17. The anaerobic digester according to claim 16 wherein the crust breaker comprises a plurality of longitudinal members supported generally parallel to the shaft, the longitudinal members being spaced progressively radially further from the shaft from the first end of the crust breaker to the second end thereof.
18. The anaerobic digester according to claim 17 further comprising baffles installed at spaced positions along the shaft within the vessel to force waste introduced into the vessel through the inlet to deviate from a linear path through the vessel, each longitudinal member being positioned between a respective pair of the baffles along the shaft.
19. The anaerobic digester according to claim 18 the baffles comprise large diameter annular discs and small diameter discs carried on and alternately arranged along the shaft, which passes through the discs, the longitudinal members of the foam breaker each being positioned between a respective pair of adjacent large diameter discs outward of a respective small diameter disc positioned between the respective pair of adjacent large diameter discs relative to the shaft. |
ANAEROBIC DIGESTER
This invention relates generally to anaerobic digesters and more particularly to anaerobic digesters having baffles or bulkheads mounted therein to extend the time it takes waste to pass through the digester by diverting its flow from a linear path between the inlet and outlet and to anaerobic digesters installed at a slope to horizontally space apart the inlet and outlet with the inlet at a greater elevation than the outlet.

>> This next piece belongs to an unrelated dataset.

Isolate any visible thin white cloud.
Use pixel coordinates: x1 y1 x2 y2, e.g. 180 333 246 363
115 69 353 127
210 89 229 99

BACKGROUND OF THE INVENTION
In the filed of anaerobic digesters, it is known to use an agitator within a horizontally oriented cylindrical vessel to ensure a complete mixing of the digester contents as they flow from the infeed end to the outfeed end of the vessel. The agitation process is used to move the food sources to the methane producing bacteria and vice versa. The agitator also promotes the movement of heavy indigestible solids to the outfeed end for extraction and breaks up the natural formation of crust at the liquid/gas interface. The agitator also prevents thermal and material stratification, thereby minimizing temperature differentials throughout the vessel. The substrate enters the digester vessel at the infeed end and is pushed through the digester by subsequent feedings. This is known as a "plug flow" operation. However, the "plug" must be broken up and thoroughly mixed with the existing contents of the vessel. This enables the methane producing bacteria within the vessel to access this new food source. The infeed "plug" must also be prevented from bypassing any portion of the vessel and shorten its journey. This would create inactive bacterial concentrations or "dead zones", thereby lowering the overall efficiency of the digester. There is also the possibility of an accelerated journey through the digester, which would result in a lower residence time. This shortened residence time within the vessel may consequently result in a higher pathogen content in the outfeed.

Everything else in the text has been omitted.